Examining the beta coefficients of the interactions of time and maternal diagnostic status (Table 2) between this study and the previous one (5) allows us to compare the magnitude of the effect of maternal mental health problems on child treatment response, regardless of whether the effect reached the level of statistical significance. By comparing these coefficients, we found that the beta for the CBCL total problems scale, at 2.37 in the previous study, was actually slightly larger than the one found in the study reported herein (β=1.98), even though the effect did not reach the level of statistical significance in the earlier work. A similar phenomenon occurred for child improvement on the basis of the CBCL internalizing scale, as seen by a beta coefficient of 2.89 in the earlier study and 1.91 in the current study. However, the effect of maternal mental health status on change in children's externalizing scores was slightly stronger in this study, as seen by a beta coefficient of 1.96, compared with 1.32 in the earlier study. These comparisons demonstrate that the larger sample size (272 compared with 180) likely provided the additional power needed to detect statistical significance even though the magnitude of the effect was similar in the two studies.
Our ongoing work focusing on the mental health needs of low-income mothers who bring in their children for community mental health services indicates that mothers believe their own mental health symptoms will improve if their children, who are struggling with emotional and behavior problems, improve (10). This study, along with numerous others (11,12), suggests that the mental health of mothers and children is closely linked. Approaches that address mothers' as well as children's needs may be helpful and appropriate for these families. Structural family therapy, developed by Minuchin and colleagues (13,14), was intended to specifically address the needs of low-income families treated in community mental health settings. Despite enthusiasm for this model among practitioners, formal research documenting the effectiveness of the model has been limited and has mostly addressed adolescent drug use among Hispanic youths (15). Although the efficacy and effectiveness of family therapies are underresearched, these approaches have great promise for families whose children are experiencing mental health problems. At the very least, family approaches in community mental health provide an opportunity to identify mothers in need of treatment and provide them, as well as their children, with services.
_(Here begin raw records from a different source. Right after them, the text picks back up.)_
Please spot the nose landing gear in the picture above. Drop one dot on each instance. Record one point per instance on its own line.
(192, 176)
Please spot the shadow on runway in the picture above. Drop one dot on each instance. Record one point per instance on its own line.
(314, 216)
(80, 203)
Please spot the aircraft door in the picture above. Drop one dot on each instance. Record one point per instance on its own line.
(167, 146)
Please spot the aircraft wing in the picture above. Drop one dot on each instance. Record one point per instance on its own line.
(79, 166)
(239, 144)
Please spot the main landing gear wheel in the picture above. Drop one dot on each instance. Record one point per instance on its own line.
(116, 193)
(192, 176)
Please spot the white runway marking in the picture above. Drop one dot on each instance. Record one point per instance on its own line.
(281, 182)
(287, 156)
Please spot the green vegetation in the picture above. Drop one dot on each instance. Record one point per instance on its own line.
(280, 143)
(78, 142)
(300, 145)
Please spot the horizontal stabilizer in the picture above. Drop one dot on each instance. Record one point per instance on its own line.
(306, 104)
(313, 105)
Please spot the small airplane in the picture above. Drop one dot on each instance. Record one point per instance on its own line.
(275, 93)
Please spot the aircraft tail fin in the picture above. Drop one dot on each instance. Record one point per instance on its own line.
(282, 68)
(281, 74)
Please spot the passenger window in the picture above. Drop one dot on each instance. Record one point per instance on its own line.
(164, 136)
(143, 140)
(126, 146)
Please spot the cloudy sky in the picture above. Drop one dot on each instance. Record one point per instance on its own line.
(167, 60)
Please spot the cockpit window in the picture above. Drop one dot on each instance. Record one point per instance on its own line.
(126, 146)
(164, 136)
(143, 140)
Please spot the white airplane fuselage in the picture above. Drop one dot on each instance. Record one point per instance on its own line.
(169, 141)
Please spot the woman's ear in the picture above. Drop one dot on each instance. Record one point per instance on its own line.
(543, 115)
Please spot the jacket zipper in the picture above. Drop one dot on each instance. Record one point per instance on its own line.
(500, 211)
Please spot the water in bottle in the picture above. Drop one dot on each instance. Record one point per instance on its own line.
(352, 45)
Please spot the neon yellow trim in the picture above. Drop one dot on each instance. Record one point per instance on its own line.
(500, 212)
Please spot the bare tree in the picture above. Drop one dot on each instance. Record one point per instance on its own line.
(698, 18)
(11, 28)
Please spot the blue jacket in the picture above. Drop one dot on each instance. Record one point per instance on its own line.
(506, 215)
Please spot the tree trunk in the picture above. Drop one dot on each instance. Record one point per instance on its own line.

Children of mothers with mental health problems had significantly greater behavior problems than children of mentally healthy mothers at both the time of treatment initiation and at the three-month follow-up. Moreover, these children demonstrated less improvement over time than did children of mentally healthy mothers. This finding suggests that treating the mental health needs of mothers, perhaps in conjunction with those of their children, may improve children's treatment response in community mental health settings.
This research was supported by National Institute of Mental Health grants R24-MH-56858 and R24-MH-61712.